It should be noted de Mol is perhaps the biggest player in developing TV formats. He controls Endemol, the Netherlands’ largest production and distribution company, responsible for formats such as ‘Deal or no Deal’, ‘Fear Factor’ and ‘Extreme Makeover’.

Kampff says part of the reason RTÉ is reluctant to commission homegrown formats is due to a “lack of confidence”. Billy McGrath of Sideline, the Dublin production company bringing ‘Take Me Out’, ‘Family Fortunes’ and the upcoming ‘Mastermind’ to TV3, thinks it is partly due to the fact there is so few new slots opening up.

“I don't think it's budget. I think the hardest thing is if a TV Commissioner in one hand had a proven format, and the option was to licence this format and put it on air, or on the other hand they had a brand new idea from a completely different genre that they never really saw before and put their faith in that, I'd say 99 per cent of the Commissioners would opt for the proven format, and that's the way it is. Because there's so few new slots opening up,” he says.

“Irish producers are just as fast and just as creative in developing new ideas [than international producers]; you can't blame the broadcasters, because they need to hit the ground running, but you'd like to think there would be a little bit more support or possibly a commercial angle in Irish broadcasters that will target new ideas and help to get them up to a pilot,” McGrath continued.

McGrath, currently gearing up for Sideline’s Irish version of ‘Junior’ and ‘Celebrity Mastermind’ for broadcast on TV3, has also worked with RTÉ on reality show ‘The Model Scouts’.

He admits Irish producers can be “a little bit behind” when it comes to fighting for commissions, and rather than simply accepting a rejection from RTÉ via its e-commissioning system, production companies have now taken a leaf out of international producers’ books and created show ‘bibles’. “A bible would be literally everything from the studio design to lighting to music to stings to the actual games itself, the format, the rounds, the style, what you shoot it on, how many cameras etc. A bible for ‘Take Me Out’ may run to 150 pages.

There's always limitations that we would have here obviously because of the size of the budgets so we recorded 20 hours of 'Take Me Out' in eight days in The Helix then we recorded 25 shows of 'Family Fortunes' in 10 days at The Helix. We were doing three shows a day, in the UK they do one a day, so you can see how cost effective it is for the Irish version. It's the only way we can make it cost effective and make the budget for the broadcaster work,” he says.
Set
Eddie Doyle

One man Irish producers have put their faith into to transform the original formats landscape is Eddie Doyle, Commissioning Editor for RTÉ Two (previously Commissioning Editor for Entertainment). Doyle has developed a TV Lab Format Scheme with RTÉ, based on the concept created by Dutch national broadcaster NPO/Nederland. The TV Lab scheme airs a number of TV format pilots over a week-long slot, with TV audience and online viewers voting online for their favourite show.
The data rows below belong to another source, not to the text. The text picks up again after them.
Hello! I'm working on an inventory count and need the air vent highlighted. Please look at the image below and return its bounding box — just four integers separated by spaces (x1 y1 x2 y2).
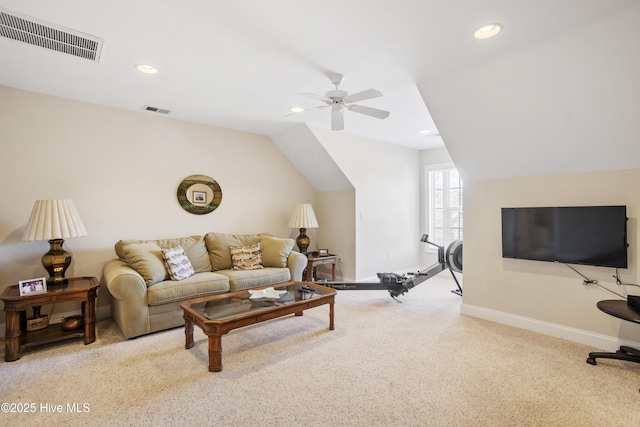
143 105 171 114
0 9 104 62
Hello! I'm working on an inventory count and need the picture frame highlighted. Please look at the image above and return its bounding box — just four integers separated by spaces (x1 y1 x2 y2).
193 191 207 205
18 277 47 297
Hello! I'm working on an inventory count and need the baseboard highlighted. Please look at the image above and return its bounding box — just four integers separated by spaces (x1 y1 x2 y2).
0 306 111 338
460 303 640 351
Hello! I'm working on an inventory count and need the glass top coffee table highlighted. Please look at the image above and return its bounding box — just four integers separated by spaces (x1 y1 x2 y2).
180 282 337 372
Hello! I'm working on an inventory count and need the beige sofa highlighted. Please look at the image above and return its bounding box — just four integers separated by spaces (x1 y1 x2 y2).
102 233 307 338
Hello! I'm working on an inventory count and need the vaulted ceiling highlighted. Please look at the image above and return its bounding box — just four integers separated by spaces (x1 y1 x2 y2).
0 0 640 177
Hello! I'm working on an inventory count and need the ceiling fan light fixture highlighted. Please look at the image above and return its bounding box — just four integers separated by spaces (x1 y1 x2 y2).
473 23 502 40
136 64 158 74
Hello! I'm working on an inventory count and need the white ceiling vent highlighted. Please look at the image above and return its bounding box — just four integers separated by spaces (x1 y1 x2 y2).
143 105 171 114
0 8 104 62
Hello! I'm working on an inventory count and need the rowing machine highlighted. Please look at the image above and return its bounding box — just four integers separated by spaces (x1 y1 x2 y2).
318 234 462 302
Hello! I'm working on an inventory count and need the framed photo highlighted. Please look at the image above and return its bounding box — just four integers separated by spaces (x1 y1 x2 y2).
18 277 47 296
193 191 207 205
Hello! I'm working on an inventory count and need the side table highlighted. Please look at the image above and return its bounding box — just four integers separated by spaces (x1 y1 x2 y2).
302 254 338 282
587 299 640 365
0 277 100 362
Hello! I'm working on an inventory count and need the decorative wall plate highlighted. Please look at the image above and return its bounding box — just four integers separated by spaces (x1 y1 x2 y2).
178 175 222 215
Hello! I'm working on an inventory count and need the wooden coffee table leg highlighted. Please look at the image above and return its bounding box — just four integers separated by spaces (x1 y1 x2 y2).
209 334 222 372
184 317 193 350
4 311 22 362
329 302 334 331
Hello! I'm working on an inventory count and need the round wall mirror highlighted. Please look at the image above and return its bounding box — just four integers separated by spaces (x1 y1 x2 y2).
178 175 222 215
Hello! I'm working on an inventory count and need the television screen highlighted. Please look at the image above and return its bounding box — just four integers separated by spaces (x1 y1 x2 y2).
502 206 627 268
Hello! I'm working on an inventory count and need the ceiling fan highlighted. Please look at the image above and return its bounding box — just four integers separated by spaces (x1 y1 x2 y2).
298 74 389 130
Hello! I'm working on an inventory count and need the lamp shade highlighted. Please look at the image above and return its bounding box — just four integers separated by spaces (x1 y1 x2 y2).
22 199 87 241
288 203 318 228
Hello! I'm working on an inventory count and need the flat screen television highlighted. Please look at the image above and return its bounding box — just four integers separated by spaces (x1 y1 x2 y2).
502 206 627 268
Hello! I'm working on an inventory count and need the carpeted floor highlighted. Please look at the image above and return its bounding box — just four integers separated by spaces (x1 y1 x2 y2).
0 275 640 427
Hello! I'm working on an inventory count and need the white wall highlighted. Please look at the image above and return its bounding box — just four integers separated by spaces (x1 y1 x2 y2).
463 169 640 350
311 127 421 281
418 7 640 348
0 86 316 323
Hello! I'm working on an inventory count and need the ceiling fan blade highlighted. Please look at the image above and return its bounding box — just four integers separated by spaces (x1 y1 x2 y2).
344 89 382 102
298 92 331 102
347 105 389 119
331 105 344 130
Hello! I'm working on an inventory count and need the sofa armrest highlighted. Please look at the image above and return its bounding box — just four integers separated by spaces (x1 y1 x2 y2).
102 259 150 338
287 251 307 281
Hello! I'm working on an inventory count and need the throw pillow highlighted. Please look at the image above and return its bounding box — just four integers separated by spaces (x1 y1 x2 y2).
260 236 296 268
229 243 263 270
122 243 167 286
162 245 195 280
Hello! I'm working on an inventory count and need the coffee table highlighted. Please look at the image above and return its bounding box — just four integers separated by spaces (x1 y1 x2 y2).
180 281 337 372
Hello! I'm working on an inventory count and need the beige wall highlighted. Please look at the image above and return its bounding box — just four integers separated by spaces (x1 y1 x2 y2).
315 190 356 281
462 169 640 349
311 127 421 281
0 86 316 323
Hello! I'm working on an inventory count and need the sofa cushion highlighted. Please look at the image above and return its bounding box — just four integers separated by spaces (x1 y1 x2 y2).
147 272 229 306
204 233 268 271
229 243 262 270
162 245 195 280
122 242 168 286
218 267 291 292
260 236 296 267
115 236 211 273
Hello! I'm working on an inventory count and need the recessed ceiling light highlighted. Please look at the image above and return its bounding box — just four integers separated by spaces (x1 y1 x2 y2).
136 64 158 74
473 24 502 39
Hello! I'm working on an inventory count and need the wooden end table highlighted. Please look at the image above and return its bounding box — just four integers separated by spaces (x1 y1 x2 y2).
587 299 640 365
180 282 336 372
303 254 338 282
0 277 100 362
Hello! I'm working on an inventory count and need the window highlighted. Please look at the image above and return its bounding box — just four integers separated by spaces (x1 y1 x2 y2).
426 165 463 248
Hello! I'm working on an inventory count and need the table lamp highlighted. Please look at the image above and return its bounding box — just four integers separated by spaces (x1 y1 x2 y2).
289 203 318 254
22 199 87 288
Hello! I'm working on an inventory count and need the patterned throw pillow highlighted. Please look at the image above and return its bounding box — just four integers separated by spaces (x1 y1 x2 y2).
229 243 263 270
162 245 195 280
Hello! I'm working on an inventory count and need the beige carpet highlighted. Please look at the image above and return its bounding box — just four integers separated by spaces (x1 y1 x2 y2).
0 275 640 427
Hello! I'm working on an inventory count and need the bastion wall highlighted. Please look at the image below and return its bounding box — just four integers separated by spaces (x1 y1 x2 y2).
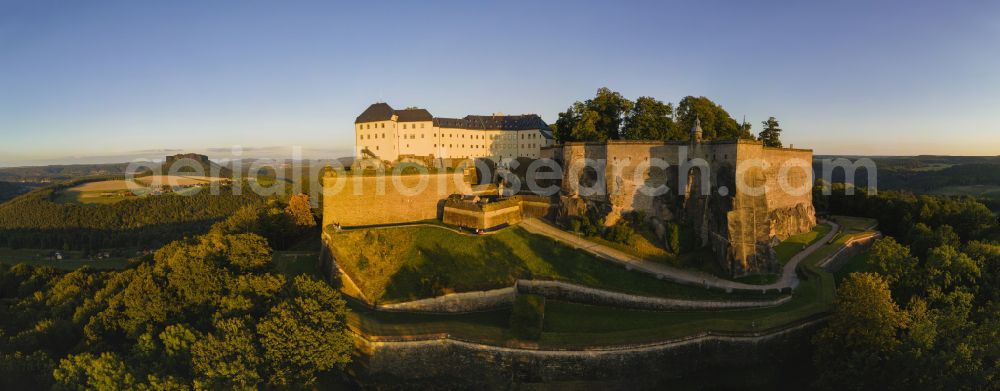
323 172 472 227
350 319 824 389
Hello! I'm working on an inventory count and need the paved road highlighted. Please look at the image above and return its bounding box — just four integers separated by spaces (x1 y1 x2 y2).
519 219 840 290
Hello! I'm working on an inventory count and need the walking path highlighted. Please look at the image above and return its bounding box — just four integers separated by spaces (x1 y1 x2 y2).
519 219 840 291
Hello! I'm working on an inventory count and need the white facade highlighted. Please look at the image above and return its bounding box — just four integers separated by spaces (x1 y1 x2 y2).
354 104 553 161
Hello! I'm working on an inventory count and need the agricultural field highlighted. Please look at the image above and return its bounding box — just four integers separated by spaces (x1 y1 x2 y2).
320 226 772 303
55 175 225 204
0 248 128 270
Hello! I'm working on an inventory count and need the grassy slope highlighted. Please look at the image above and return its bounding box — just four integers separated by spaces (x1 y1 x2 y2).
774 224 830 265
331 226 764 302
350 224 880 348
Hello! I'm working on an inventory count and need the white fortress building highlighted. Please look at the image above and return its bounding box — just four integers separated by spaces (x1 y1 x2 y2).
354 103 555 161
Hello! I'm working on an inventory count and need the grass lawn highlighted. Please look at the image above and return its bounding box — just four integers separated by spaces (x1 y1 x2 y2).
0 248 129 270
349 233 848 348
584 227 678 265
331 226 759 302
774 224 830 265
271 251 320 278
833 251 874 285
831 216 876 233
349 220 866 348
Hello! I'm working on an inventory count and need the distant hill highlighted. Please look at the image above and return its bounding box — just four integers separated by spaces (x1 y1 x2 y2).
813 155 1000 211
0 163 136 182
0 182 33 203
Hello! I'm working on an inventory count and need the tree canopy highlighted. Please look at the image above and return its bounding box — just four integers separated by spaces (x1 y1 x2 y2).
0 205 353 390
553 87 754 142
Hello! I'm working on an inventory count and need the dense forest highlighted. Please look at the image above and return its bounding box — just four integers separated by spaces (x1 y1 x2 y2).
0 182 31 203
0 182 265 250
815 184 1000 390
551 88 781 147
0 198 352 390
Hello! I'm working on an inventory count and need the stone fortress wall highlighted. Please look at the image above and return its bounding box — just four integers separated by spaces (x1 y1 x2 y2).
323 172 473 228
351 319 824 389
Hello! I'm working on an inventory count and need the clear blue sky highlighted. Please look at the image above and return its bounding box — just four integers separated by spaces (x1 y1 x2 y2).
0 0 1000 165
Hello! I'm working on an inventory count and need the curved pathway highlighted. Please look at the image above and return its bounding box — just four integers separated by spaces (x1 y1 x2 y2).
519 219 840 291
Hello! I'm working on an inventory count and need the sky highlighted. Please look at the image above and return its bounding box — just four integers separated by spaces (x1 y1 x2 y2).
0 0 1000 166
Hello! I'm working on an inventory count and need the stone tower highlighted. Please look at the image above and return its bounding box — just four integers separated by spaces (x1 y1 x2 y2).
691 117 702 144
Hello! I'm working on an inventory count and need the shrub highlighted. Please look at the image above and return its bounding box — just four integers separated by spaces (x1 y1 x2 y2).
569 218 582 233
510 295 545 340
667 223 681 254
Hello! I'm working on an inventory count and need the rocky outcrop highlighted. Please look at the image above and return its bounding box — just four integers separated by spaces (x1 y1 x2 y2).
559 141 816 276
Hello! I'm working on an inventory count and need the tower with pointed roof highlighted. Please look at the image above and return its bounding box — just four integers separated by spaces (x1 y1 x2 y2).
691 117 702 144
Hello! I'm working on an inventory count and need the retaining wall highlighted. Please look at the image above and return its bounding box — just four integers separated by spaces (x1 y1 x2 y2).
350 318 824 389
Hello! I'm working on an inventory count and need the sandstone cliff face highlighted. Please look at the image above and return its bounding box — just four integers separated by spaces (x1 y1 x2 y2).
557 141 816 276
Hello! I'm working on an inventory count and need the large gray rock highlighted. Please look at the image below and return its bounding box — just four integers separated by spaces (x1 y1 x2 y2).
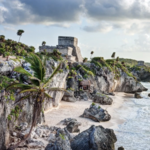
93 93 113 105
71 125 117 150
81 103 111 122
62 91 76 102
0 61 69 149
66 121 81 133
45 129 72 150
115 72 147 93
132 66 150 82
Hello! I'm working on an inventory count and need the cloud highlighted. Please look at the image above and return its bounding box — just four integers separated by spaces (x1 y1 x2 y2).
83 21 113 33
84 0 150 21
0 0 150 35
1 0 82 25
117 34 150 53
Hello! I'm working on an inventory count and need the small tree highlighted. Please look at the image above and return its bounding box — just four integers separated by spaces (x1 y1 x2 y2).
17 30 24 42
28 46 35 53
0 48 5 56
111 52 116 59
42 41 46 46
6 53 66 150
91 51 94 59
0 35 5 42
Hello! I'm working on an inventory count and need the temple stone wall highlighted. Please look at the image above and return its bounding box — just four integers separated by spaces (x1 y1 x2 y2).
39 36 83 62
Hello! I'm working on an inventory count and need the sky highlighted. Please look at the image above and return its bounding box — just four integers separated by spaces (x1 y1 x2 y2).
0 0 150 62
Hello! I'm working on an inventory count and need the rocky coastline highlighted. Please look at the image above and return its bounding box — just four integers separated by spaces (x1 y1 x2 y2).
0 55 147 150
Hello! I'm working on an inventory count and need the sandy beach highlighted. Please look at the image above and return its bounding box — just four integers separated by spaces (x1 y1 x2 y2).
45 93 129 132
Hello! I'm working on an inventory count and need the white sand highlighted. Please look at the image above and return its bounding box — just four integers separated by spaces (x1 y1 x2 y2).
45 93 126 132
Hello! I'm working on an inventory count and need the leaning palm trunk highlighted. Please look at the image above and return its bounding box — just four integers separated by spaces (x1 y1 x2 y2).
7 53 65 150
7 93 43 150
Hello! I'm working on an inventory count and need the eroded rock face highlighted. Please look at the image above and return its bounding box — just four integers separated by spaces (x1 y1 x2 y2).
93 93 113 105
0 61 69 149
115 73 147 93
71 126 117 150
72 62 147 93
81 104 111 122
134 92 142 99
62 91 77 102
45 129 72 150
132 68 150 82
66 121 81 133
118 147 124 150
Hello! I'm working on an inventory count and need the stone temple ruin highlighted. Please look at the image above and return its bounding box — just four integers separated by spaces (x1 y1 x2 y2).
39 36 83 62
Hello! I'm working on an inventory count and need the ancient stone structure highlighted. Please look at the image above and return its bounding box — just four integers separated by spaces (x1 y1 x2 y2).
39 36 83 62
137 61 144 66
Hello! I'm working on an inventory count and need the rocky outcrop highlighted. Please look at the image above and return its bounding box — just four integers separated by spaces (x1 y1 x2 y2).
0 60 69 149
81 103 111 122
45 128 72 150
71 126 117 150
72 63 147 93
132 66 150 82
134 92 142 99
93 93 113 105
118 147 124 150
115 72 147 93
66 121 81 133
62 91 77 102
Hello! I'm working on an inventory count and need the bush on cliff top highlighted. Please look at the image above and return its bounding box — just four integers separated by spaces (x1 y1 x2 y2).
0 37 35 57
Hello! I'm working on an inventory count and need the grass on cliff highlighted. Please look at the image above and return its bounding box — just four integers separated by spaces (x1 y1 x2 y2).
91 57 136 79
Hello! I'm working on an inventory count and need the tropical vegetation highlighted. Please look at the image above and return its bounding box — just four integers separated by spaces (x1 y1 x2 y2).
6 53 65 150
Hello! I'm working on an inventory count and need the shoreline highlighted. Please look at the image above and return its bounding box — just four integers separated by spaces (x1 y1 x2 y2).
45 92 128 132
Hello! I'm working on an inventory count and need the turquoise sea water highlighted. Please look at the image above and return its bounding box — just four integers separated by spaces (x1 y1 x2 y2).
115 83 150 150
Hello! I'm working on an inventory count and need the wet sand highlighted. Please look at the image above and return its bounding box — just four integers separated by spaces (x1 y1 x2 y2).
45 93 127 132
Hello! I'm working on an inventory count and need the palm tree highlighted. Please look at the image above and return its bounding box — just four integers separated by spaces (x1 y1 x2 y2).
91 51 94 59
116 57 119 63
0 35 5 42
6 53 65 150
17 30 24 42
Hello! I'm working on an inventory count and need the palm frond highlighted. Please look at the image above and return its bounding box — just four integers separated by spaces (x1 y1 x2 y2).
47 87 67 92
19 89 38 94
14 67 32 77
44 92 52 99
26 53 46 81
43 63 61 87
14 95 30 105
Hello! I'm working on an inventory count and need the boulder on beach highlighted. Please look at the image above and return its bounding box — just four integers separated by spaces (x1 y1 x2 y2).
81 103 111 122
62 91 77 102
71 125 117 150
93 93 113 105
45 128 72 150
134 92 142 99
66 121 81 133
60 118 81 133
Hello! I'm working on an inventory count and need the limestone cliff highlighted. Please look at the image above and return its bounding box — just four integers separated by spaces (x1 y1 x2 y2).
0 59 69 150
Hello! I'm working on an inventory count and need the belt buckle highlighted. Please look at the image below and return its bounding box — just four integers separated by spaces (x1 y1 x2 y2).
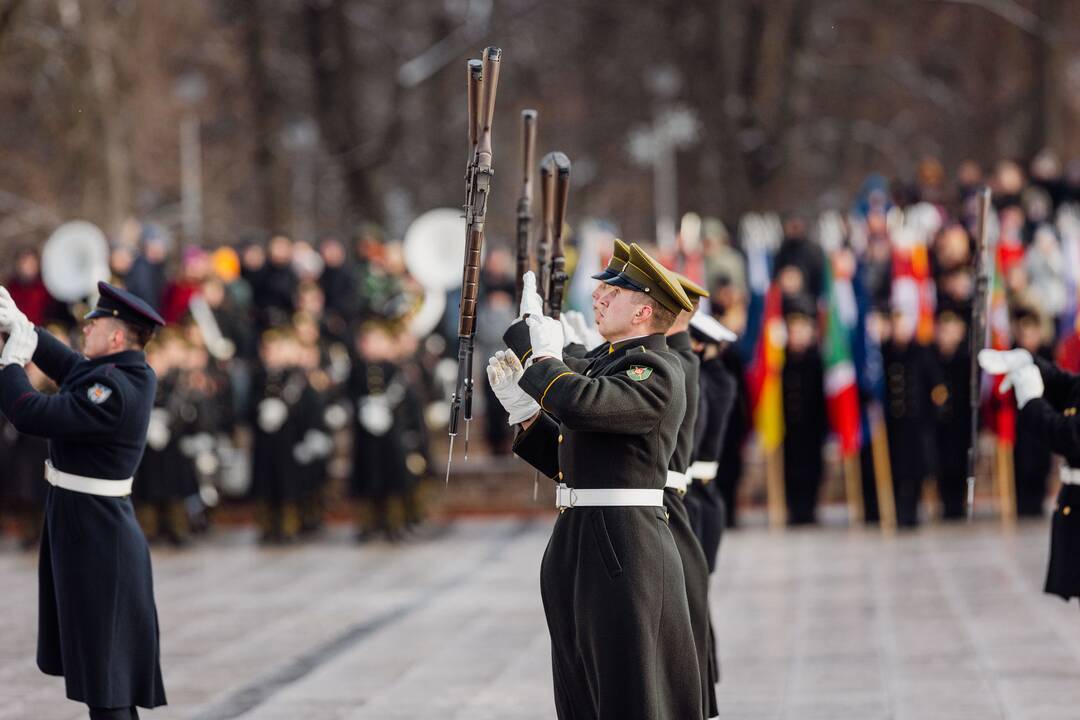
555 483 578 514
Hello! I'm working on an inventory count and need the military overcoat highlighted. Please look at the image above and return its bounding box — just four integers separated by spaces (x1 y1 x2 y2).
514 335 703 720
1018 358 1080 599
0 328 165 708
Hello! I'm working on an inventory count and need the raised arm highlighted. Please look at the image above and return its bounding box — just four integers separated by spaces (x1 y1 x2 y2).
33 327 82 385
1035 357 1080 410
0 367 124 440
514 412 558 479
518 352 684 434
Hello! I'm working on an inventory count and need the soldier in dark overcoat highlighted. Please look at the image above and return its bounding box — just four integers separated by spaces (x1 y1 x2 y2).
0 364 56 549
781 295 828 525
686 312 739 573
978 349 1080 600
934 298 971 519
252 329 321 543
132 332 199 545
348 321 416 541
488 245 703 720
881 304 948 528
0 283 165 720
1013 305 1052 517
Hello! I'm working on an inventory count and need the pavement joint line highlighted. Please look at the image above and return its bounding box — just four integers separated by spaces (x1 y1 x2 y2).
919 534 1021 720
193 519 535 720
991 528 1080 662
870 543 899 717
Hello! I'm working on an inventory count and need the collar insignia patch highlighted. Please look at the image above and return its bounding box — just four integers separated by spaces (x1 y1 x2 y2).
86 382 112 405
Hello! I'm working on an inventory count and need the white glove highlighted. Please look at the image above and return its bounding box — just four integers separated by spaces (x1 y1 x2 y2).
525 315 564 362
999 365 1045 409
517 270 543 320
978 348 1035 375
0 285 33 332
487 350 540 425
562 310 604 350
558 313 585 347
0 322 38 367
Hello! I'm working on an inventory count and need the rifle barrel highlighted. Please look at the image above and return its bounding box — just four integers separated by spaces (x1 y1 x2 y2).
514 110 537 304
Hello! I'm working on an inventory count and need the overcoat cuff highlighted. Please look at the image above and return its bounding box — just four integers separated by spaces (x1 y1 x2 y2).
517 357 573 410
514 412 558 479
502 320 532 365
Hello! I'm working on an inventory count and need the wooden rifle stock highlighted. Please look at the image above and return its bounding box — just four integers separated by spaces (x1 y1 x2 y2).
537 153 555 313
446 47 502 472
548 152 570 320
458 47 502 338
514 110 537 305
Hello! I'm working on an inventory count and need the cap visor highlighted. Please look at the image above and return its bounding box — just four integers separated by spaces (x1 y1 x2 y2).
605 274 645 293
82 308 112 320
690 311 739 342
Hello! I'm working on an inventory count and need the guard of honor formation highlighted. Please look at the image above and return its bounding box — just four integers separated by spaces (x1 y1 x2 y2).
487 241 1080 720
487 241 735 720
0 241 1080 720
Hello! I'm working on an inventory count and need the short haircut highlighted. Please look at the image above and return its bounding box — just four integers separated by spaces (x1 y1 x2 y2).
643 295 677 332
117 318 157 350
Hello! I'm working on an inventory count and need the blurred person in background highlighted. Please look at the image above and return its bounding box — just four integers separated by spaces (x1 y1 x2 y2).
319 237 359 347
781 295 828 525
251 327 319 543
348 321 426 542
0 325 63 551
161 245 210 325
132 328 199 546
701 218 746 296
1012 305 1053 517
124 231 168 309
881 298 946 528
245 235 300 329
475 247 517 456
710 274 753 528
934 298 971 520
772 215 825 301
293 330 335 535
3 247 61 325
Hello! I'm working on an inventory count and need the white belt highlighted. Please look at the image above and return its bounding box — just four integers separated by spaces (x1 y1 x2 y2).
1061 465 1080 485
45 460 134 498
555 483 664 510
664 470 690 493
687 460 720 483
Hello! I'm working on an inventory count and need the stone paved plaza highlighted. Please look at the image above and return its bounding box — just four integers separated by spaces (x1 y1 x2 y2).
0 518 1080 720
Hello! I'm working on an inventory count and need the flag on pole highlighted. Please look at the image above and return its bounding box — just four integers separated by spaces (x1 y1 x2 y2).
747 284 784 452
823 262 860 458
987 220 1023 444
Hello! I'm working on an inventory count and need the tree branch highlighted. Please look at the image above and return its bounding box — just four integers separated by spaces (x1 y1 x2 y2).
927 0 1043 37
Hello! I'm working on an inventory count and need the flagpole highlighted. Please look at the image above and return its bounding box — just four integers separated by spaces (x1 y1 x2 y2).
843 453 865 528
994 439 1016 526
765 445 787 530
870 407 896 534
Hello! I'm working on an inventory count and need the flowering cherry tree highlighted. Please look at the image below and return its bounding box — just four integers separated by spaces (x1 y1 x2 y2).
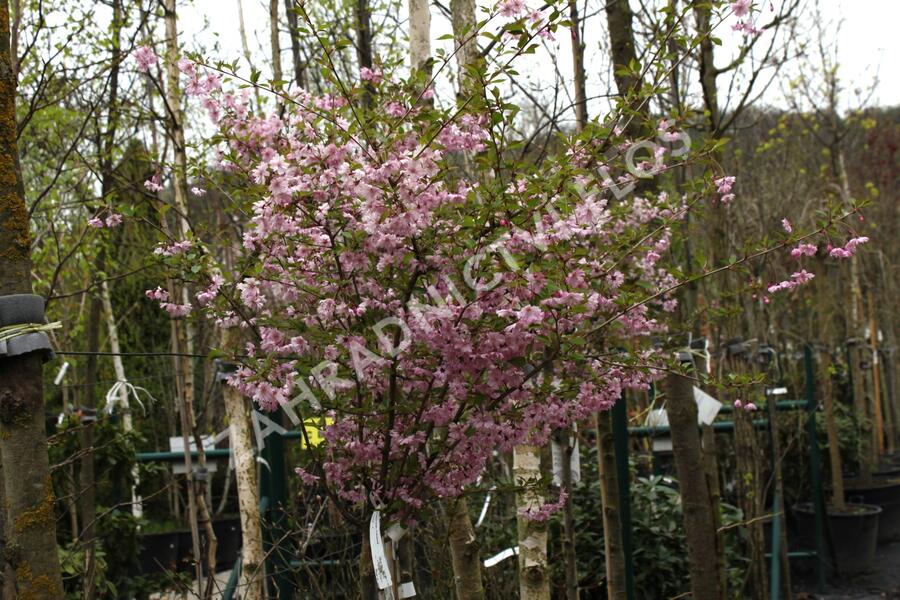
135 2 865 519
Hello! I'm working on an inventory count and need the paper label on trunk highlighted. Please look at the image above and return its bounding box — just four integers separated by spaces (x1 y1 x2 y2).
369 510 391 591
694 386 722 425
484 546 519 569
550 438 581 487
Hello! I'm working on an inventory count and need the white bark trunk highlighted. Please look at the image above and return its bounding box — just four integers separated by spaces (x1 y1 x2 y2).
513 446 550 600
224 372 265 600
409 0 431 69
100 281 144 518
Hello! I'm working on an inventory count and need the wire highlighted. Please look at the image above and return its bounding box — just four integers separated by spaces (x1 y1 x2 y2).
54 350 209 358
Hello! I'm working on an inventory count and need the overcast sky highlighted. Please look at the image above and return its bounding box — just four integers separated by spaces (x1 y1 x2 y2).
179 0 900 112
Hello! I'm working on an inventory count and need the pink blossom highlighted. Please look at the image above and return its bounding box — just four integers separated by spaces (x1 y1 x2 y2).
144 172 162 192
144 287 169 302
499 0 526 17
791 244 819 258
359 67 384 85
731 0 750 17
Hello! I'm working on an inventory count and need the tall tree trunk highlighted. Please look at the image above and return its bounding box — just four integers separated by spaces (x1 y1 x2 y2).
79 288 106 600
513 445 550 600
0 1 63 600
100 281 144 518
447 496 484 600
831 150 875 485
0 463 14 600
450 0 478 92
556 428 578 600
354 0 372 69
821 350 847 512
165 0 216 596
359 525 378 600
269 0 284 81
596 412 627 600
569 0 587 132
868 290 890 456
222 329 265 600
408 0 431 73
878 250 900 454
665 374 721 600
284 0 306 89
606 0 647 137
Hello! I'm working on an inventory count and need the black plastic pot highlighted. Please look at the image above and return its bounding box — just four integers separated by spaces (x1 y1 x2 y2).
213 517 243 571
844 477 900 544
872 463 900 478
138 531 178 575
793 502 881 576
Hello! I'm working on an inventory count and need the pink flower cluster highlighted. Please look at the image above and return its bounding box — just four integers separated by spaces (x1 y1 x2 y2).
148 58 684 519
88 211 122 229
714 175 736 204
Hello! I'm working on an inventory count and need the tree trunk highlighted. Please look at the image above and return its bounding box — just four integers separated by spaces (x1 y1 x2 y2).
665 374 720 600
284 0 306 89
223 340 265 600
0 2 63 600
700 425 728 596
732 396 769 600
513 446 550 600
821 351 847 512
100 281 144 518
269 0 284 81
450 0 478 92
606 0 647 137
359 525 378 600
868 290 890 457
556 428 578 600
165 0 216 594
354 0 372 69
569 0 587 132
596 412 627 600
447 496 484 600
837 148 875 485
408 0 431 70
79 290 106 600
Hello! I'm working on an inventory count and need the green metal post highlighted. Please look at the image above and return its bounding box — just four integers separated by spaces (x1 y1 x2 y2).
259 410 294 600
769 488 783 600
612 395 635 600
803 344 826 593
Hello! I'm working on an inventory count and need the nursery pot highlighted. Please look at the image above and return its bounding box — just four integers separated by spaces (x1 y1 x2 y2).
213 517 242 571
844 477 900 544
178 529 194 573
793 502 881 576
872 463 900 479
138 531 178 575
RTÉ has already tested the water with this new media-based system with its Storyland competition which wrapped last week.

Kampff refers to the scheme as “a start”, acknowledging that RTÉ’s role should fundamentally be as a public service broadcaster for the people of Ireland. He says original formats should be “way down their pecking order”.

But he says RTÉ should support Irish producers: “I do think that RTÉ should be encouraging creativity from the independent sector, out-of-the-box thinking. I think the only way you create creativity is that you have commissioning editors who want to take risks.”

McGrath notes: "The recent initiative from Eddie Doyle and RTÉ Two was most welcome across the board. That meant that Sideline and a large group of Irish producers had to focus now on the international angle, there was no point in developing an idea just for the Irish market, the whole brief here was to develop a format that would sell internationally".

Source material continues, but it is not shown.